Deputados votarão destaques ainda durante a madrugada desa quarta (30) - Alan Marques/Folhapress
Deputados votarão destaques ainda durante a madrugada desa quarta (30) Imagem: Alan Marques/Folhapress

Do UOl, em São Paulo

30/11/2016 00h24

A Câmara dos Deputados aprovou no início da madrugada desta quarta-feira (30) o texto-base do projeto de lei com o chamado pacote de medidas contra a corrupção. Foram 450 votos a favor e apenas um contra, do petista Zé Geraldo (PA). A proposta, no entanto, apenas seguirá para o Senado depois de votados emendas e destaques propostos - votação, aliás, que foi iniciada ainda na madrugada, logo na sequência da aprovação do texto-base.

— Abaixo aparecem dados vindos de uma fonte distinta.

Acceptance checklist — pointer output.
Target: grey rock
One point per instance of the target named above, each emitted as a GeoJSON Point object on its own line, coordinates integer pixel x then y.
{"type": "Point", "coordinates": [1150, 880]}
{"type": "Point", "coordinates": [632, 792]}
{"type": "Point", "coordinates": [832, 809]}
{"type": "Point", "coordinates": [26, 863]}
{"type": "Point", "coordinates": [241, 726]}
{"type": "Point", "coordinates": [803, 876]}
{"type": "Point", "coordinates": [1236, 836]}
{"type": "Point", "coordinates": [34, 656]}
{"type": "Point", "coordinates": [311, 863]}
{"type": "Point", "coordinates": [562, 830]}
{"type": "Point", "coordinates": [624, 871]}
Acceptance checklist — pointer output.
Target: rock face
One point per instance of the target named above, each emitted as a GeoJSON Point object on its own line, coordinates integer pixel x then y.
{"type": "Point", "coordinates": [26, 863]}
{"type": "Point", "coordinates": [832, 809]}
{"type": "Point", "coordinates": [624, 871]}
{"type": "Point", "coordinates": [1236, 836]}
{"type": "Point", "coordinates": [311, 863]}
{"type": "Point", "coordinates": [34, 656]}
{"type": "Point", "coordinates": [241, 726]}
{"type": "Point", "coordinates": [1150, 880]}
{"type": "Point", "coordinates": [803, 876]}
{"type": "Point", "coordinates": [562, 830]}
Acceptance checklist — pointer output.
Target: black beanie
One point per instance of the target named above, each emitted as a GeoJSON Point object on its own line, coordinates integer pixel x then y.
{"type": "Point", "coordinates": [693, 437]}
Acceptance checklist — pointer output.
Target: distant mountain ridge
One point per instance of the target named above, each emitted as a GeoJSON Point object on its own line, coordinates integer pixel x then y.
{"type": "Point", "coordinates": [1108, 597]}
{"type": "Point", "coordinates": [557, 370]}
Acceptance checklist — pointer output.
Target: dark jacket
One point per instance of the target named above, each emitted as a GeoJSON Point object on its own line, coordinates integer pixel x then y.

O projeto aprovado traz medidas como a criminalização do caixa dois eleitoral (recebimento não declarado de recursos de campanha), a responsabilização dos partidos por envolvimento com corrupção e o endurecimento das regras para a prescrição dos crimes.
 
O texto foi apresentado originalmente à Câmara pelo MPF (Ministério Público Federal) como projeto de iniciativa popular, que contou com o apoio de mais de 2 milhões de assinaturas, e chegou à Câmara batizado como “10 medidas contra a corrupção”.
 
Após tramitar numa comissão especial da Câmara, o texto do relator, Onyx Lorenzoni (DEM-RS), promoveu alterações, acrescentando e retirando alguns pontos. O texto aprovado na comissão contava com 12 principais propostas, cada uma contendo mais de uma alteração nas leis penais e de processo criminal, principalmente
 
Um dos principais pontos do projeto é a criminalização do caixa dois eleitoral, tornando crime o uso em campanha de recursos não declarados oficialmente à Justiça Eleitoral. Os partidos, por sua vez, ficam sujeitos a multa.
 
O caixa dois, hoje, já é considerado crime. Mas sua punição é feita com base no artigo do Código Eleitoral que trata da omissão de informações em documentos de campanha. O projeto, portanto, torna mais fácil a punição da prática ao deixar claro qual o crime.
 
Durante o debate do projeto, a comissão excluiu pontos polêmicos do texto, que foram criticados por deputados e entidades da sociedade, como a restrição aos poderes do habeas corpus e a criação do chamado teste de integridade.
 
Nesse tipo de teste, um funcionário público seria submetido à uma situação simulada onde houvesse a possibilidade de ele praticar uma conduta ilegal. O objetivo é justamente testar se ele cometeria ou não o ato ilegal.